Positional Expletives in Danish, German, and Yiddish

Author: Stefan Müller and Bjarne Ørsnes

Subject Areas: Expletives, Danish, German, Yiddish, HPSG

This paper appeared 2011 in Stefan Müller (Ed): Proceedings of the 18th International Conference on Head-Driven Phrase Structure Grammar, University of Washington, Stanford: CSLI Publications, pages 167–187.

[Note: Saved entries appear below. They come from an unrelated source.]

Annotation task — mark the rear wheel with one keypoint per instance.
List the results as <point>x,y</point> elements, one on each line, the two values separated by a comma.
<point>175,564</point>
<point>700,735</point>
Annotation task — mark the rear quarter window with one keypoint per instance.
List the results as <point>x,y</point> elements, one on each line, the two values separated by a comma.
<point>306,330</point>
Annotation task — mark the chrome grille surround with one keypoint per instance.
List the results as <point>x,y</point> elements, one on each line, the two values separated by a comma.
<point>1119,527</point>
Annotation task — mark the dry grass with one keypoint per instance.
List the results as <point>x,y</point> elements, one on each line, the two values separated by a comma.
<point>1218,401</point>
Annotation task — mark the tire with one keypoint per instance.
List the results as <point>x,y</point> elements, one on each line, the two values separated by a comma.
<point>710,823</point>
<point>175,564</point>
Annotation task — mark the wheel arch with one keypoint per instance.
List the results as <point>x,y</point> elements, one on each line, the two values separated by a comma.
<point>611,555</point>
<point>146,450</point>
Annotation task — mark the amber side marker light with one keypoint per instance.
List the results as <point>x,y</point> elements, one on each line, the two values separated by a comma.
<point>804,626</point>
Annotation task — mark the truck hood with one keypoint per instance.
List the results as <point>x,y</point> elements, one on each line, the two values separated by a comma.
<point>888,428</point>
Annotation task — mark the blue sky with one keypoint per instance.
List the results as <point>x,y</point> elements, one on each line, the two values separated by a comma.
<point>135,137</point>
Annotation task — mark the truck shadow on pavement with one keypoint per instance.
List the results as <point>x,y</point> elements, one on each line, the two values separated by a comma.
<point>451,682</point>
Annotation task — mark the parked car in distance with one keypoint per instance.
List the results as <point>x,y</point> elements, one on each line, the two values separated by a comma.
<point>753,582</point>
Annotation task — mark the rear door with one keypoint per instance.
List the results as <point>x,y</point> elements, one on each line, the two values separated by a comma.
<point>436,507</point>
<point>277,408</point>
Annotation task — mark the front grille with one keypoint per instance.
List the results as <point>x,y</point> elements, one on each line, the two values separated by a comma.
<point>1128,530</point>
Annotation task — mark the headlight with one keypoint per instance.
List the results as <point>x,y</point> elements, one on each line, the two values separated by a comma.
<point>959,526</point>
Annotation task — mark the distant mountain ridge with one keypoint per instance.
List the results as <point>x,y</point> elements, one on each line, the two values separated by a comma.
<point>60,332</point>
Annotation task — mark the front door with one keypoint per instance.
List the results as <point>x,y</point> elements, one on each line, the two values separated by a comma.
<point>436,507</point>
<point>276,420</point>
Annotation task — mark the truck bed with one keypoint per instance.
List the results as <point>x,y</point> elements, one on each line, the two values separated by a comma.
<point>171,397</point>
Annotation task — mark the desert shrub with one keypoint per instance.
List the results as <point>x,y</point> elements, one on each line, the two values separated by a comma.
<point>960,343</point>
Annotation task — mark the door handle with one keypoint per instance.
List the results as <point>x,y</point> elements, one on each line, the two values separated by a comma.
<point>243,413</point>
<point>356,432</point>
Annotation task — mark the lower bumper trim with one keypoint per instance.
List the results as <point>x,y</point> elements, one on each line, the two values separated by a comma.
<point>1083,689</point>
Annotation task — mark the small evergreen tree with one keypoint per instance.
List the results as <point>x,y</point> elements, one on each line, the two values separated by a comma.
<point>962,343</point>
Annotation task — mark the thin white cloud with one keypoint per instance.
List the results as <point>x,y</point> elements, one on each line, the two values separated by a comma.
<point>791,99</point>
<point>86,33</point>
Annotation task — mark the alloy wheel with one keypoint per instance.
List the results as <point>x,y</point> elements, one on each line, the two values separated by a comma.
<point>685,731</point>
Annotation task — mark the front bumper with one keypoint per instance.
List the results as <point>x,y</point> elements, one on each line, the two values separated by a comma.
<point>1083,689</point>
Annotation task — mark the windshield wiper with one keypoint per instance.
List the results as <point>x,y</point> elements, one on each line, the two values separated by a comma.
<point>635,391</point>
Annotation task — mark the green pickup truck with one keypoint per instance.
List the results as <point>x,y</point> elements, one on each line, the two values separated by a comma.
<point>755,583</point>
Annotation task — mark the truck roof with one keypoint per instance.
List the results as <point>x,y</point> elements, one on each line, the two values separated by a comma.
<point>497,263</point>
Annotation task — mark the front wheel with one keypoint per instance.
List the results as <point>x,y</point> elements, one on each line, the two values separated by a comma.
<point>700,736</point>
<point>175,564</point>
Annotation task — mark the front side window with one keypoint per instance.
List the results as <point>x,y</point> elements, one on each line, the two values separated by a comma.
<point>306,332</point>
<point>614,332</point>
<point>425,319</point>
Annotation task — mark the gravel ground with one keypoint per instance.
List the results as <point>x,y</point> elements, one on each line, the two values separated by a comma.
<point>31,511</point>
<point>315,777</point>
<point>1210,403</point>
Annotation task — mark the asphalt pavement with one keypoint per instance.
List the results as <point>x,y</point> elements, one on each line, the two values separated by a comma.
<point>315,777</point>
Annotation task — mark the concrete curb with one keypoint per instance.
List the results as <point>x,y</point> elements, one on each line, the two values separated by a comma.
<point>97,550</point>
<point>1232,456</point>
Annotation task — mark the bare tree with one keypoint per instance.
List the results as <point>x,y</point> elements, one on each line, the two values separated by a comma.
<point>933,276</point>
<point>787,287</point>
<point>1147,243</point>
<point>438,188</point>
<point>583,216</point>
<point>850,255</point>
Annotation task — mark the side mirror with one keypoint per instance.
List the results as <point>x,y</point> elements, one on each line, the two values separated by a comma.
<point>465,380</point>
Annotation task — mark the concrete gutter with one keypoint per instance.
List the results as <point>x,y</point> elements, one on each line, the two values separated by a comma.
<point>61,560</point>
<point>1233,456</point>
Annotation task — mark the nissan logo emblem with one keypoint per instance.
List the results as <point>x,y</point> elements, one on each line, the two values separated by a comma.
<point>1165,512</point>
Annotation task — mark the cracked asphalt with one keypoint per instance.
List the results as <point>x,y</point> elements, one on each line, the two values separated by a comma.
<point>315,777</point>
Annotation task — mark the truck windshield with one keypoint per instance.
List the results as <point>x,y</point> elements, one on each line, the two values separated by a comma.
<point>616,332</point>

The paper deals with expletives that are inserted into clauses for structural reasons. We will focus on the Germanic languages Danish, German, and Yiddish. In Danish and Yiddish expletives are inserted in preverbal position in certain wh clauses: For Danish such an insertion is necessary when the subject is locally extracted from an SVO configuration in non-assertive clauses. In Yiddish wh clauses are formed from a wh phrase and a V2 clause. If no element would be fronted in the embedded V2 clause, an expletive is inserted in non-assertive clauses in order to meet the V3 requirement. In addition to the embedded wh clauses, declarative V2 clauses also allow the insertion of an expletive. In Danish the expletive fills the subject position and is not necessarily fronted. In German and Yiddish the expletive has to occur in fronted position. In contrast to Danish and Yiddish, German does not insert expletives in wh clauses. They are inserted only into declarative V2 clauses in order to fulfill the V2 requirement without having to front another constituent. In this paper we try to provide an account that captures the comonnalities between the three languages while being able to account for the differences.

The analysis is part of computer-processable fragments of Danish, German, and Yiddish that share a common core.